CLEVELAND -- An inmate who made national headlines when video from FOX6's sister station WJW showed him getting his mouth taped shut in court spoke with WJW's I-Team -- and had plenty to say from behind bars.
"So when they put the tape on my mouth I just felt, I felt so humiliated," Franklyn Williams told WJW. "I just felt like, 'wow -- it's abuse of discretion in the courtroom.'"
The video has sparked reaction nationwide.
Williams had been convicted for armed robberies and more -- even though he disappeared at trial. At sentencing Tuesday, July 31, Judge John Russo ordered deputies to tape his mouth shut after the judge grew frustrated because Williams wouldn’t shut up.
Williams called WJW's I-Team from jail, and he said he still hears in his head the sound of the tape ripping. He has just begun serving a 24-year sentence for armed robberies and more.
So why didn't he just shut up?
"'Cause the judge would not allow me to say the things that I was trying to say on record. He would always stop me before I was able to explain anything on my behalf," said Williams.
Williams said he wanted to bring up injustices he believes he’s suffered in jail as the cases have moved forward.
During the jailhouse phone call, the I-Team listened, but also challenged Williams on other points.
The court says he disappeared during his trial. He says he doesn't even remember a trial, but does he really expect people to believe that?
"Yes, sir. I was hit in the head, and I didn't receive no medical treatment. I lost my mind. I lost my memory. I don't even remember me going to a trial. That's what I was trying to tell them," said Williams.
The I-Team reported in December, Williams was convicted even though he went on the run in the middle of his trial.

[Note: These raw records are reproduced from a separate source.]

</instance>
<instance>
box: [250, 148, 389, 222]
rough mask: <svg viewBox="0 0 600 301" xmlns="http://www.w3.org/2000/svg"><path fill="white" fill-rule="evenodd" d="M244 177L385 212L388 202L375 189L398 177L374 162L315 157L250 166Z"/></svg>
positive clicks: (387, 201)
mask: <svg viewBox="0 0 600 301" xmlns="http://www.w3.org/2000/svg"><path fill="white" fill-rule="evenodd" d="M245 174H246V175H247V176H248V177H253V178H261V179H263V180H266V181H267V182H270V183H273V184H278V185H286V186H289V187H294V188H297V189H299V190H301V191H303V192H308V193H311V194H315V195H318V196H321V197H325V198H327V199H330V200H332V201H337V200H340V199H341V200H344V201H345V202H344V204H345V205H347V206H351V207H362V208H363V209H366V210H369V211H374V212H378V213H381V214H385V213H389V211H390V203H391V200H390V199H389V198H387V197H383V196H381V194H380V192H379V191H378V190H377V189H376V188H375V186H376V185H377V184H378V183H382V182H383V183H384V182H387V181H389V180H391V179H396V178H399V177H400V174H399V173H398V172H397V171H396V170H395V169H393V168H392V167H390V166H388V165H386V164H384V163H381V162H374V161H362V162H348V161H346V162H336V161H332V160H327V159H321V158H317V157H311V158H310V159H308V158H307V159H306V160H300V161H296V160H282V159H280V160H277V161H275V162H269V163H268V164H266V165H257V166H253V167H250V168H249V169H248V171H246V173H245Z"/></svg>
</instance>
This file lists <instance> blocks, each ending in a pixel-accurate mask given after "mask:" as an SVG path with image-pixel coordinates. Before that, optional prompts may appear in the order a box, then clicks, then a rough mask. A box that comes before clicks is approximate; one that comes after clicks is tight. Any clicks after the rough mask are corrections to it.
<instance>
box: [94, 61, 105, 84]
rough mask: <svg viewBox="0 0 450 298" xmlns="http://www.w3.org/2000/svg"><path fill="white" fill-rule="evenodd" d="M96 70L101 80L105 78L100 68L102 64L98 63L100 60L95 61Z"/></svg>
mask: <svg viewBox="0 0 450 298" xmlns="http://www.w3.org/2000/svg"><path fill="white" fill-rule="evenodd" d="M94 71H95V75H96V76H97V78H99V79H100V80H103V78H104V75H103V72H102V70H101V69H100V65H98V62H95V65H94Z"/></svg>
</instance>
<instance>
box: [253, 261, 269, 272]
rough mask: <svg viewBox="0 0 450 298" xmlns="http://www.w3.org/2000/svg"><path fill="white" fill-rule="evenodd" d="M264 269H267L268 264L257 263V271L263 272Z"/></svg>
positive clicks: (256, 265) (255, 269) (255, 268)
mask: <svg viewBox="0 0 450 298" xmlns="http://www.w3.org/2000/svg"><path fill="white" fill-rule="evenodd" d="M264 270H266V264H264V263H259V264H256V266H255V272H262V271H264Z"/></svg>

Judge John Russo said he was justified in ordering the use of the tape because Williams showed disrespect for the system and parties involved.

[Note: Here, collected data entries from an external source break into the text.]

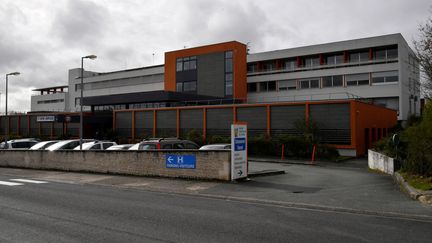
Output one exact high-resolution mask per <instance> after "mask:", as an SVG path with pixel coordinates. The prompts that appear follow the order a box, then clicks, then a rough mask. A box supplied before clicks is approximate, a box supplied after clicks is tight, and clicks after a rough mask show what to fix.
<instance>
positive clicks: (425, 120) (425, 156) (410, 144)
mask: <svg viewBox="0 0 432 243" xmlns="http://www.w3.org/2000/svg"><path fill="white" fill-rule="evenodd" d="M403 137H404V139H406V140H407V141H408V143H407V144H406V160H405V161H404V162H403V163H402V169H403V170H404V171H406V172H409V173H412V174H417V175H424V176H432V103H428V104H427V105H426V107H425V111H424V114H423V117H422V119H421V121H420V122H418V123H416V124H415V125H413V126H411V127H409V128H408V129H406V130H405V131H404V136H403Z"/></svg>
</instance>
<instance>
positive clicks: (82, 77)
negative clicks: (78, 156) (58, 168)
mask: <svg viewBox="0 0 432 243" xmlns="http://www.w3.org/2000/svg"><path fill="white" fill-rule="evenodd" d="M85 58H88V59H91V60H94V59H96V58H97V56H96V55H88V56H85V57H81V86H80V88H81V98H80V150H82V137H83V113H82V102H83V90H84V84H83V83H84V59H85Z"/></svg>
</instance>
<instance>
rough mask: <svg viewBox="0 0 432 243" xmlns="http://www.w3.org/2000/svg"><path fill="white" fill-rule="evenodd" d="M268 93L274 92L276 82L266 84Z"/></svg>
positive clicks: (275, 84)
mask: <svg viewBox="0 0 432 243" xmlns="http://www.w3.org/2000/svg"><path fill="white" fill-rule="evenodd" d="M267 89H268V91H276V81H270V82H268V87H267Z"/></svg>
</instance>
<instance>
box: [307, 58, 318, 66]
mask: <svg viewBox="0 0 432 243" xmlns="http://www.w3.org/2000/svg"><path fill="white" fill-rule="evenodd" d="M304 60H305V67H316V66H319V65H320V62H319V57H306V58H305V59H304Z"/></svg>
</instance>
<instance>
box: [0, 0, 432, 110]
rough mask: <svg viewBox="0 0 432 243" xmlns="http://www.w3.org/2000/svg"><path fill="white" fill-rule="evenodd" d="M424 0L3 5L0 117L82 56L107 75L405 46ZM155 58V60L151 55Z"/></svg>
mask: <svg viewBox="0 0 432 243" xmlns="http://www.w3.org/2000/svg"><path fill="white" fill-rule="evenodd" d="M431 4H432V2H431V1H430V0H386V1H379V0H325V1H324V0H308V1H303V0H280V1H279V0H259V1H254V0H249V1H246V0H211V1H210V0H208V1H205V0H177V1H176V0H166V1H165V0H156V1H150V0H145V1H142V0H1V4H0V75H1V77H2V78H1V79H0V92H1V103H0V111H1V112H3V111H4V101H5V99H4V96H5V95H4V93H5V84H4V79H5V78H4V77H5V74H6V73H10V72H14V71H19V72H21V73H22V75H20V76H12V77H10V79H9V99H8V100H9V105H8V109H9V111H11V110H14V111H29V110H30V96H31V94H32V93H33V92H32V91H31V90H32V89H34V88H44V87H49V86H56V85H66V84H67V75H68V70H69V69H71V68H77V67H80V60H81V59H80V58H81V56H85V55H89V54H95V55H97V56H98V59H96V60H94V61H92V60H87V61H86V62H85V69H87V70H91V71H97V72H109V71H116V70H121V69H126V68H136V67H143V66H149V65H153V64H155V65H156V64H163V62H164V60H163V58H164V52H166V51H172V50H177V49H182V48H184V47H185V46H186V47H194V46H199V45H205V44H212V43H217V42H224V41H230V40H237V41H240V42H243V43H249V45H250V51H251V52H252V53H254V52H261V51H270V50H275V49H285V48H292V47H297V46H304V45H311V44H321V43H326V42H333V41H340V40H347V39H354V38H362V37H369V36H375V35H384V34H392V33H402V35H403V36H404V37H405V39H406V40H407V41H408V43H409V44H411V43H412V40H413V39H415V38H416V36H417V28H418V25H419V24H421V23H424V21H425V20H426V19H427V18H428V17H429V16H431V15H432V13H431V6H430V5H431ZM153 53H154V58H153Z"/></svg>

Many WJW viewers have responded with support for the judge. As for Williams, he said he never expected what happened in court.
"And I was so concerned about if my children seen this, and my family seen this. I feel that my constitutional right of freedom of speech has been violated," said Williams.
Williams plans to appeal based, at least in part, on what happened in court. He also believes his lawyers should have done more to speak up for him.